How to calculate spatial hotspots and which tools do you need?
As someone who works with spatial data, one of the most common types of questions you'll be asked will be about spatial trends or patterns. This is typically framed as the question "where is variable X highest and lowest?" - variable X being a quantitative variable such as population density, pollution or revenue. While these questions can be explored cartographically - such as through choropleth maps which depict the value of a variable through color - it is often important to go beyond this with a quantitative measure of these spatial trends; hotspot analysis.
What is hotspot analysis?
Hot spot analysis identifies and measures the strength of spatial patterns. This is the difference between being able to say "generally population density looks higher near the river" to "there are statistically significant levels of high population density near the river." What this means is that you can be confident that this hotspot is significant enough to draw conclusions from - relative to patterns in the overall dataset and sample size.
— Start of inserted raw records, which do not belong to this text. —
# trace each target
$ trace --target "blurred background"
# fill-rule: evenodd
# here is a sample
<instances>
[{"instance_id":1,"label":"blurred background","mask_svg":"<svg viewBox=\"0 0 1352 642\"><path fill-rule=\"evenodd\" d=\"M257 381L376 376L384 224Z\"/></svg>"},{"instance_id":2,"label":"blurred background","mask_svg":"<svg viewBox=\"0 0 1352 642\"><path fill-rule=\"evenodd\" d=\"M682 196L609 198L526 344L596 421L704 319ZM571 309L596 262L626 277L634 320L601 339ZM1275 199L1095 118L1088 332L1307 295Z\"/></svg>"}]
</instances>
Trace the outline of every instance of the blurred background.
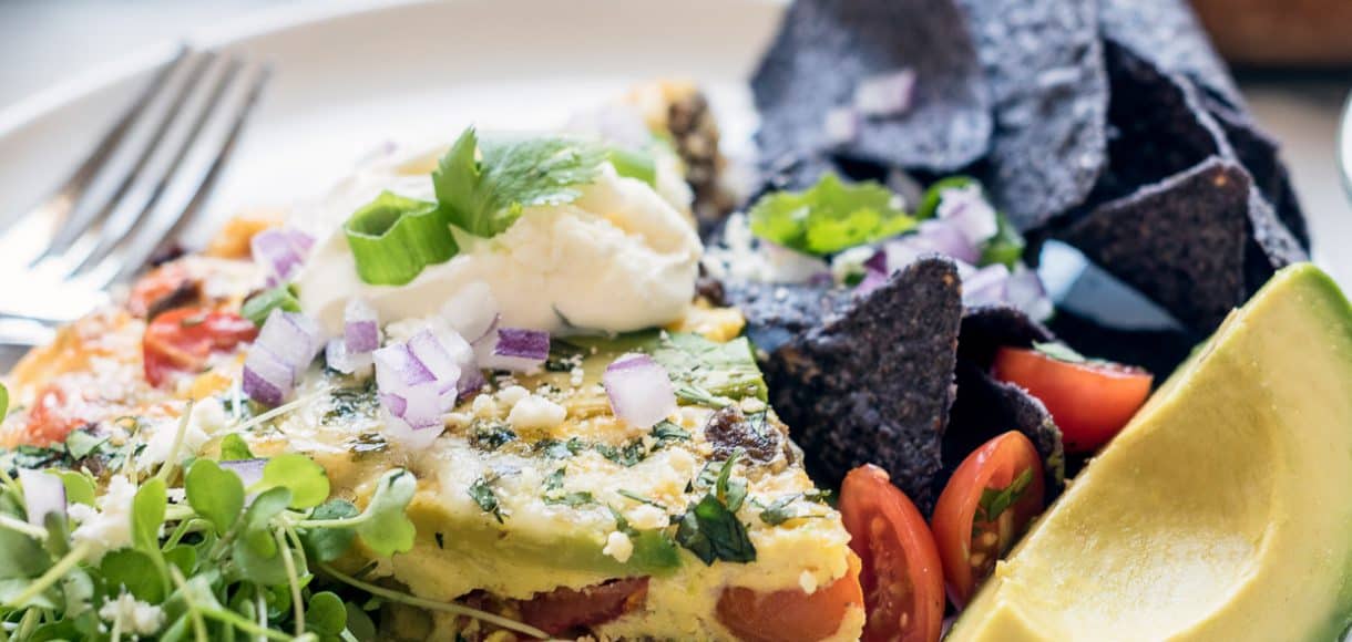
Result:
<instances>
[{"instance_id":1,"label":"blurred background","mask_svg":"<svg viewBox=\"0 0 1352 642\"><path fill-rule=\"evenodd\" d=\"M0 0L0 111L138 50L314 1ZM1283 142L1306 211L1345 214L1352 238L1352 204L1333 157L1352 89L1352 0L1194 4L1259 120Z\"/></svg>"}]
</instances>

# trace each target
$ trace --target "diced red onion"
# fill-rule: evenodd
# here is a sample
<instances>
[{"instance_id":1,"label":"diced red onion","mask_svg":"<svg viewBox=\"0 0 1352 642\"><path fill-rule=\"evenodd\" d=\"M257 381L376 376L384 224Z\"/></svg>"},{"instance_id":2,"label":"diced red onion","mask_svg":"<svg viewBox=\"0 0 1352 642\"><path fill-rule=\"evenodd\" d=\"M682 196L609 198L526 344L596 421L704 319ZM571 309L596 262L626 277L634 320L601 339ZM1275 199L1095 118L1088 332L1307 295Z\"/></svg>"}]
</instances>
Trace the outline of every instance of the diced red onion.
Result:
<instances>
[{"instance_id":1,"label":"diced red onion","mask_svg":"<svg viewBox=\"0 0 1352 642\"><path fill-rule=\"evenodd\" d=\"M343 374L370 374L375 357L370 353L352 354L347 351L347 342L342 338L330 339L324 346L324 364Z\"/></svg>"},{"instance_id":2,"label":"diced red onion","mask_svg":"<svg viewBox=\"0 0 1352 642\"><path fill-rule=\"evenodd\" d=\"M626 354L611 362L602 385L615 416L634 426L653 426L676 411L667 369L646 354Z\"/></svg>"},{"instance_id":3,"label":"diced red onion","mask_svg":"<svg viewBox=\"0 0 1352 642\"><path fill-rule=\"evenodd\" d=\"M414 358L407 343L393 343L373 353L376 387L381 392L402 393L415 385L435 381L431 370Z\"/></svg>"},{"instance_id":4,"label":"diced red onion","mask_svg":"<svg viewBox=\"0 0 1352 642\"><path fill-rule=\"evenodd\" d=\"M450 297L441 307L441 315L465 341L475 343L496 326L498 310L492 288L487 282L475 281Z\"/></svg>"},{"instance_id":5,"label":"diced red onion","mask_svg":"<svg viewBox=\"0 0 1352 642\"><path fill-rule=\"evenodd\" d=\"M299 376L310 368L319 350L324 349L324 335L314 319L279 308L268 315L254 346L266 347Z\"/></svg>"},{"instance_id":6,"label":"diced red onion","mask_svg":"<svg viewBox=\"0 0 1352 642\"><path fill-rule=\"evenodd\" d=\"M262 469L268 465L268 460L234 460L220 462L220 468L235 473L239 481L243 483L245 488L250 488L260 481L262 481Z\"/></svg>"},{"instance_id":7,"label":"diced red onion","mask_svg":"<svg viewBox=\"0 0 1352 642\"><path fill-rule=\"evenodd\" d=\"M923 239L929 249L946 257L967 264L976 264L982 260L982 250L961 230L945 220L926 220L921 223L915 235Z\"/></svg>"},{"instance_id":8,"label":"diced red onion","mask_svg":"<svg viewBox=\"0 0 1352 642\"><path fill-rule=\"evenodd\" d=\"M898 69L860 81L854 87L854 108L865 116L898 116L911 108L915 72Z\"/></svg>"},{"instance_id":9,"label":"diced red onion","mask_svg":"<svg viewBox=\"0 0 1352 642\"><path fill-rule=\"evenodd\" d=\"M859 112L849 107L837 107L826 112L822 123L827 145L845 145L859 137Z\"/></svg>"},{"instance_id":10,"label":"diced red onion","mask_svg":"<svg viewBox=\"0 0 1352 642\"><path fill-rule=\"evenodd\" d=\"M1006 281L1005 299L1034 320L1048 319L1055 310L1037 272L1022 264L1014 266L1014 273Z\"/></svg>"},{"instance_id":11,"label":"diced red onion","mask_svg":"<svg viewBox=\"0 0 1352 642\"><path fill-rule=\"evenodd\" d=\"M521 327L500 327L498 328L498 345L493 346L493 354L545 361L549 358L549 332Z\"/></svg>"},{"instance_id":12,"label":"diced red onion","mask_svg":"<svg viewBox=\"0 0 1352 642\"><path fill-rule=\"evenodd\" d=\"M511 328L495 328L488 332L488 335L475 342L475 357L480 368L507 372L534 372L545 364L544 358L534 358L534 354L531 357L500 354L499 345L502 343L503 337L500 330ZM507 349L503 351L512 350ZM548 357L549 353L546 351L545 355Z\"/></svg>"},{"instance_id":13,"label":"diced red onion","mask_svg":"<svg viewBox=\"0 0 1352 642\"><path fill-rule=\"evenodd\" d=\"M999 232L995 208L976 185L940 192L937 214L941 222L956 227L973 246Z\"/></svg>"},{"instance_id":14,"label":"diced red onion","mask_svg":"<svg viewBox=\"0 0 1352 642\"><path fill-rule=\"evenodd\" d=\"M23 485L23 503L28 507L28 523L46 528L47 515L55 512L66 514L66 487L61 477L32 470L19 469L19 484Z\"/></svg>"},{"instance_id":15,"label":"diced red onion","mask_svg":"<svg viewBox=\"0 0 1352 642\"><path fill-rule=\"evenodd\" d=\"M1005 303L1005 288L1010 278L1009 268L987 265L963 280L963 304L991 305Z\"/></svg>"},{"instance_id":16,"label":"diced red onion","mask_svg":"<svg viewBox=\"0 0 1352 642\"><path fill-rule=\"evenodd\" d=\"M268 347L254 343L245 358L242 387L249 399L264 405L280 405L295 387L295 370Z\"/></svg>"},{"instance_id":17,"label":"diced red onion","mask_svg":"<svg viewBox=\"0 0 1352 642\"><path fill-rule=\"evenodd\" d=\"M277 282L289 281L296 274L314 245L315 239L308 234L288 228L264 230L249 241L254 261L266 268Z\"/></svg>"},{"instance_id":18,"label":"diced red onion","mask_svg":"<svg viewBox=\"0 0 1352 642\"><path fill-rule=\"evenodd\" d=\"M380 323L376 308L361 299L352 299L343 310L343 339L352 354L380 347Z\"/></svg>"}]
</instances>

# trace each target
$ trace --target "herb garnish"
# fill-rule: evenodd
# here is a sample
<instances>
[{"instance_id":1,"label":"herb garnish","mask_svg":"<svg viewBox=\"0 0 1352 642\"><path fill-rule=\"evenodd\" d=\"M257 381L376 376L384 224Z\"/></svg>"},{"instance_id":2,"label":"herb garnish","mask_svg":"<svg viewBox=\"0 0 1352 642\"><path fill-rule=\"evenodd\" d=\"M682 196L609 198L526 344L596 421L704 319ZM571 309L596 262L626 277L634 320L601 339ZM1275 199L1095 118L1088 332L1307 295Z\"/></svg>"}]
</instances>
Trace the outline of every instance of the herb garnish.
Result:
<instances>
[{"instance_id":1,"label":"herb garnish","mask_svg":"<svg viewBox=\"0 0 1352 642\"><path fill-rule=\"evenodd\" d=\"M533 205L572 203L596 178L606 149L564 137L479 139L466 128L433 172L438 207L476 237L507 231Z\"/></svg>"},{"instance_id":2,"label":"herb garnish","mask_svg":"<svg viewBox=\"0 0 1352 642\"><path fill-rule=\"evenodd\" d=\"M803 192L772 192L748 212L752 232L804 254L826 255L895 237L915 219L876 181L846 184L827 173Z\"/></svg>"},{"instance_id":3,"label":"herb garnish","mask_svg":"<svg viewBox=\"0 0 1352 642\"><path fill-rule=\"evenodd\" d=\"M723 462L713 492L691 504L677 523L676 543L694 553L706 565L713 565L714 560L756 561L756 546L752 545L746 527L735 515L746 499L746 481L734 481L731 477L733 466L740 457L740 451L733 453Z\"/></svg>"},{"instance_id":4,"label":"herb garnish","mask_svg":"<svg viewBox=\"0 0 1352 642\"><path fill-rule=\"evenodd\" d=\"M1028 485L1033 483L1033 469L1025 468L1010 485L1003 489L983 488L982 499L976 505L976 516L973 522L995 522L999 519L1000 514L1005 512L1010 505L1019 500Z\"/></svg>"},{"instance_id":5,"label":"herb garnish","mask_svg":"<svg viewBox=\"0 0 1352 642\"><path fill-rule=\"evenodd\" d=\"M469 485L469 497L479 504L479 508L503 523L502 505L498 504L498 495L493 495L492 481L488 477L479 477Z\"/></svg>"},{"instance_id":6,"label":"herb garnish","mask_svg":"<svg viewBox=\"0 0 1352 642\"><path fill-rule=\"evenodd\" d=\"M82 511L70 511L80 528L122 518L131 522L130 537L72 534L73 524L59 514L45 528L28 526L22 488L0 485L0 573L7 577L0 616L16 624L11 637L107 639L111 630L114 639L289 639L307 633L354 639L372 628L364 627L370 618L358 603L320 589L323 580L311 565L338 558L357 538L383 555L407 551L414 542L404 510L415 484L404 470L380 478L365 511L324 501L327 476L300 454L269 460L250 488L215 460L199 457L181 477L178 503L169 501L158 476L138 485L115 474L108 493L96 499L88 474L57 474L68 501ZM112 550L101 551L104 546ZM391 593L395 601L411 599ZM143 603L137 608L162 614L162 623L107 615L132 599Z\"/></svg>"}]
</instances>

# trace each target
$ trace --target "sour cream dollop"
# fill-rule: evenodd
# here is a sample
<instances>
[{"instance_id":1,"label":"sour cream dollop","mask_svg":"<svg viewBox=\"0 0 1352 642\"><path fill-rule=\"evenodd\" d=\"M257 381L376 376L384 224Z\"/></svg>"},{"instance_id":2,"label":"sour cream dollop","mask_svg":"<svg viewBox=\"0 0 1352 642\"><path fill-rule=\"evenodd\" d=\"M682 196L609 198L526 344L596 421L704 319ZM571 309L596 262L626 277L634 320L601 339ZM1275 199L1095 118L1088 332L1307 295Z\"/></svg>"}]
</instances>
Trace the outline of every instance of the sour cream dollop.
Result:
<instances>
[{"instance_id":1,"label":"sour cream dollop","mask_svg":"<svg viewBox=\"0 0 1352 642\"><path fill-rule=\"evenodd\" d=\"M342 222L381 189L433 199L426 174L416 180L407 169L388 168L349 181L322 207L331 231L311 251L297 285L301 308L329 332L341 331L349 299L365 299L391 323L434 315L476 282L492 291L503 326L552 334L641 330L677 320L690 308L702 245L688 215L610 164L573 203L526 208L498 237L457 231L460 253L406 285L362 282ZM671 169L660 164L658 172ZM662 178L669 181L658 176L660 185Z\"/></svg>"}]
</instances>

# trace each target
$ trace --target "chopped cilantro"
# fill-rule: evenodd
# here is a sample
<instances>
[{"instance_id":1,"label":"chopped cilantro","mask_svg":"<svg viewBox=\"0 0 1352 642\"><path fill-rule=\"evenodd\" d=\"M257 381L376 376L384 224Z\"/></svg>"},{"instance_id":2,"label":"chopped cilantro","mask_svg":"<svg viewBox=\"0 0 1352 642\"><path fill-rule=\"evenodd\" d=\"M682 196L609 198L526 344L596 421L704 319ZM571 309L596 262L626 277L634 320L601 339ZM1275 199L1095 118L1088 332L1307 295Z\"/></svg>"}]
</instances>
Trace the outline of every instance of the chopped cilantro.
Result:
<instances>
[{"instance_id":1,"label":"chopped cilantro","mask_svg":"<svg viewBox=\"0 0 1352 642\"><path fill-rule=\"evenodd\" d=\"M606 149L562 137L485 138L466 128L433 172L446 218L476 237L502 234L531 205L572 203L596 178Z\"/></svg>"},{"instance_id":2,"label":"chopped cilantro","mask_svg":"<svg viewBox=\"0 0 1352 642\"><path fill-rule=\"evenodd\" d=\"M648 458L648 447L644 445L642 438L633 439L623 447L615 447L608 443L598 443L594 449L600 453L602 457L625 468L630 468Z\"/></svg>"},{"instance_id":3,"label":"chopped cilantro","mask_svg":"<svg viewBox=\"0 0 1352 642\"><path fill-rule=\"evenodd\" d=\"M1075 351L1071 346L1061 342L1034 342L1033 350L1037 350L1056 361L1064 361L1067 364L1086 364L1088 360L1083 354Z\"/></svg>"},{"instance_id":4,"label":"chopped cilantro","mask_svg":"<svg viewBox=\"0 0 1352 642\"><path fill-rule=\"evenodd\" d=\"M737 451L723 462L713 481L713 492L691 504L677 522L676 543L704 564L714 564L714 560L756 561L756 546L746 535L746 527L737 519L737 510L746 499L746 480L731 476L740 457L741 451ZM704 470L708 469L706 466ZM700 477L704 477L704 472Z\"/></svg>"},{"instance_id":5,"label":"chopped cilantro","mask_svg":"<svg viewBox=\"0 0 1352 642\"><path fill-rule=\"evenodd\" d=\"M654 505L654 507L661 508L664 511L667 510L665 505L658 504L657 501L653 501L653 500L650 500L650 499L648 499L648 497L645 497L642 495L638 495L634 491L629 491L629 489L621 488L619 491L615 491L615 492L619 493L621 497L631 499L634 501L638 501L639 504Z\"/></svg>"},{"instance_id":6,"label":"chopped cilantro","mask_svg":"<svg viewBox=\"0 0 1352 642\"><path fill-rule=\"evenodd\" d=\"M503 523L502 505L498 504L498 495L493 495L492 483L487 477L480 477L469 485L469 497L479 504L479 508L493 516L498 523Z\"/></svg>"},{"instance_id":7,"label":"chopped cilantro","mask_svg":"<svg viewBox=\"0 0 1352 642\"><path fill-rule=\"evenodd\" d=\"M507 442L516 441L516 433L498 420L475 420L469 431L469 443L480 450L498 450Z\"/></svg>"},{"instance_id":8,"label":"chopped cilantro","mask_svg":"<svg viewBox=\"0 0 1352 642\"><path fill-rule=\"evenodd\" d=\"M667 445L668 442L688 442L690 431L676 426L675 423L662 419L653 426L653 439L657 439L658 446Z\"/></svg>"},{"instance_id":9,"label":"chopped cilantro","mask_svg":"<svg viewBox=\"0 0 1352 642\"><path fill-rule=\"evenodd\" d=\"M772 192L752 205L752 232L791 250L826 255L915 227L876 181L846 184L827 173L803 192Z\"/></svg>"}]
</instances>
While hotspots are an incredibly useful tool across all sorts of Location Intelligence users and industries, they can be confusing to calculate and - importantly - interpret. One of the areas of confusion can be exactly which hotspot tool is most appropriate for your use case - as many are available.
In this post we're going to explain the differences between two of the most common and popular spatial hotspot tools - Getis-Ord* and Local Moran's I - as well as guide you through how to calculate and interpret these. Make sure you sign up to our free trial to have a go yourself!
Getis-Ord* vs Moran's I: what do they do and which do I need?
First - let's start with Getis-Ord. Normally if you hear the words "hotspot analysis" then what is really being referred to is Getis-Ord. Getis-Ord* computes hotspots by taking the user-defined neighborhood of each feature in a table and calculating whether the values within that neighborhood are significantly higher or lower than across the entire table. The result of this analysis is a GI* value.
Positive values indicate that the neighborhood values are significantly higher than across the entire table - i.e. it is a hotspot - and negative GI* values indicate the reverse.
Local Moran's I - sometimes referred to as cluster outlier analysis - takes this further. Like Getis-Ord* this process starts by looking at whether the values of a feature's neighborhood are significantly higher or lower than across the entire dataset. However, what happens next is slightly different.
Hotspots of footfall in Los Angeles. Source: Unacast.
Open the map in full screen here (recommended for mobile devices). Local Moran's I then compares each cell to the values just within its neighborhood, to see if its values are significantly different than its neighbors. This allows you to identify not just hotspots and coldspots but outliers within these.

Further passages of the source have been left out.